The second overarching goal of the GRECC Connect project is to provide geriatrics-focused educational support to equip PCPs to better serve their aging veteran patients. This is achieved through twice-monthly, case-based conferences supported by the VA Employee Education System (EES) and delivered through a webinar interface. Case conferences are targeted to members of the health care team who may provide care for rural older adults, including physicians, nurse practitioners, physician assistants, RNs, psychologists, social workers, physical and occupational therapists, and pharmacists. The format of these sessions includes a clinical case presentation, a didactic portion to enhance knowledge of participants, and an open question/answer period. The conferences focus on discussions of challenging clinical cases, addressing common problems (eg, driving concerns), and the assessment/management of geriatric syndromes (eg, cognitive decline, falls, polypharmacy). These conferences aim to improve the knowledge and skills of rural clinical teams in taking care of older veterans and to disseminate best practices in geriatric medicine, using case discussions to highlight practical applications of practices to clinical care. Recent GRECC Connect geriatric case conferences are listed in Table 2 and are recorded and archived to ensure that busy clinicians may access these trainings at the time of their choosing. These materials are catalogued and archived on the EES server.

Early Experience

GRECC Connect tracks on an annual basis the number of unique veterans served, number of participating GRECC hub sites and CBOCs, mileage from veteran homes to teleconsultation sites, and number of clinicians and staff engaged in GRECC Connect education programs.¹⁶ Since its inception in 2014, the GRECC Connect project has provided direct clinical support to more than 4000 unique veterans (eFigure), of whom half were seen for a cognition-related issue. Consultations were made on behalf of 1,622 veterans in FY 2018, of whom 60% were from rural or highly rural communities and 56.8% were served by CVT visits. The number of GRECC hub sites has increased from 4 in FY 2014 to 12 (of 20 total GRECCs) in FY 2018. The locations of current GRECC hub sites can be found on the Geriatric Scholars website: www.gerischolars.org. Through this expansion, GRECC Connect provides geriatric consultative and educational support to > 70 rural VA clinics in 10 of the 18 Veterans Integrated Service Networks (VISNs).

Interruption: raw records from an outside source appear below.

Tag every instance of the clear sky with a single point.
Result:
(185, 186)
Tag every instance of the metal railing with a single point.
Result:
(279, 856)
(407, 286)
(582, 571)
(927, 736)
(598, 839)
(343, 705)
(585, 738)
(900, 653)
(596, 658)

To assess the reduction in commute times from teleconsultation, we calculated the difference between the mileage from veteran homes to teleconsultation sites (ie, rural clinics) and the mileage from veteran homes to VAMCs where geriatric teams are located. We estimate that the 1622 veterans served in FY 2018 saved a total of 179 121 miles in travel through GRECC Connect. Veterans traveled 106 fewer miles and on average saved $58 in out-of-pocket savings (based on US General Services Administration 2018 standard mileage reimbursement rate of $0.545 per mile). However, many of the veterans have reported anecdotally that the reduction in mileage traveled was less important than the elimination of stress involved in urban navigating, driving, and parking.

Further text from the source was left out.